BRASÍLIA - Com mais de 48 horas de apagão em alguns bairros de São Paulo, entidades e moradores se mobilizam para cobrar e até mesmo processar a distribuidora de energia elétrica Enel. A falta de luz desde sexta-feira, 11, tem gerado prejuízos, sobretudo ao comércio. Cerca de 537 mil consumidores ainda estão sem luz na Grande São Paulo, sendo 354 mil clientes na capital paulista.
A Federação de Hotéis, Restaurantes e Bares do Estado de São Paulo (Fhoresp), por exemplo, anunciou que vai acionar judicialmente a Enel. Já o Procon-SP vai notificar a concessionária nesta segunda-feira, 14. Existem ainda relatos de condomínio que se mobiliza para mover uma ação coletiva contra a Enel e moradores que pretendem, individualmente, pedir o ressarcimento pelos prejuízos.
Enquanto isso, o Ministério Público vai incluir o atual apagão no inquérito que investiga possíveis irregularidades no serviço prestado pela companhia. A Agência Reguladora de Serviços Públicos do Estado de São Paulo (Arsesp) colocou uma equipe no Centro de Operações da Enel para fiscalizar e acompanhar as ações para restabelecer a energia elétrica aos consumidores que tiveram o serviço interrompido. “As causas e eventuais responsabilidades serão investigadas pela Arsesp para as devidas providências junto a empresa”, diz, em nota.
A Enel se comprometeu a aumentar o número total de funcionários em campo e também afirmou que toma medidas para a modernização da rede (leia mais abaixo).
Para especialistas, os consumidores devem reunir documentos, vídeos e outras evidências que mostrem os prejuízos causados pela falta de luz para acionar a Enel judicialmente. Segundo advogados, além de cobrar danos materiais, os consumidores podem pedir ressarcimento por danos morais pela falta do serviço.
O restaurante Praça de Minas, na Rua Treze de Maio, na região central, calcula um prejuízo de pelo menos R$ 80 mil entre sexta e sábado, quando teve o funcionamento prejudicado pela falta de energia.

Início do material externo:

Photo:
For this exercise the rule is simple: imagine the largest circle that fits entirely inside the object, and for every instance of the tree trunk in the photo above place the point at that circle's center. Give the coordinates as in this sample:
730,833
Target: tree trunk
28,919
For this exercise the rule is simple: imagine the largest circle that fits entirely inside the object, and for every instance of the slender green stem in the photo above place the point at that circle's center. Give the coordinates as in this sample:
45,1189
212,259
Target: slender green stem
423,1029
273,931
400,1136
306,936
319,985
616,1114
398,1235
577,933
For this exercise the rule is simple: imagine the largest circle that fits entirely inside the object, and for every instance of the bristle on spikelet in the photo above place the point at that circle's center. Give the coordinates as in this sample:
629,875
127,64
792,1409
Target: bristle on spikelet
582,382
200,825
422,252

No domingo, 13, o estabelecimento funcionou à base de gerador, cuja hora do aluguel custa R$ 800.
“Fechamos a loja em um dos dias de maior movimento na casa. Reservamos um gerador e pagamos muito caro”, relata Raimundo Alves, gerente do restaurante. “Vamos ainda terminar de contabilizar os prejuízos, até porque não é a primeira vez que isso acontece.”
Casos como esse estão no radar da Federação de Hotéis, Restaurantes e Bares do Estado de São Paulo, que quer responsabilizar a Enel pelos prejuízos causados pelo apagão. A entidade representa mais de 502 mil estabelecimentos do setor, dos quais metade está na área afetada pela falta de luz.
“Além do bar e do restaurante não conseguirem abrir as suas portas para funcionar, estes estabelecimentos não têm como acondicionar matéria-prima. Sem energia, sem geladeira, sem freezer. Os produtos perecíveis estão estragando. É um prejuízo terrível. E quem é que paga o prejuízo dos nossos associados?”, questiona Edson Pinto, diretor-executivo da Fhoresp.
Em novembro do ano passado, o blecaute que atingiu a região metropolitana de São Paulo provocou para o setor um prejuízo de R$ 500 milhões, de acordo com cálculos da Fhoresp.
Procon notifica Enel
A demora no restabelecimento do serviços e o caos que a falta de luz gerou na cidade levaram o Procon a decidir notificar a Enel. A partir desta segunda-feira, 14, a Enel terá 48 horas para responder aos questionamentos feitos pelo órgão, que incluem informações sobre a demora na reação à crise e medidas para responder às mudanças climáticas.
Ao longo do procedimento, o Procon poderá solicitar documentos, realizar fiscalizações, entre outras medidas. Caso o órgão decida pela aplicação de multa, o valor pode chegar a até R$ 12 milhões, pelo porte da empresa.
De acordo com a Agência Nacional de Energia Elétrica (Aneel), já foram aplicadas à Enel multas que totalizam R$ 320 milhões desde 2018. Desse total, não foram pagas as duas últimas multas: de R$ 95 milhões e R$ 165 milhões, porque a concessionária conseguiu decisão judicial favorável para não realizar o pagamento.
Como o Estadão mostrou, a Enel, ao longo dos últimos anos, reduziu o quadro de funcionários. No seu balanço consolidado de 2023, a empresa reportou 15.721 trabalhadores. Como comparação, em 2020 eram quase 27 mil. “A redução no quadro pessoal no período não trouxe impactos às atividades operacionais da distribuidora”, informou a companhia em nota.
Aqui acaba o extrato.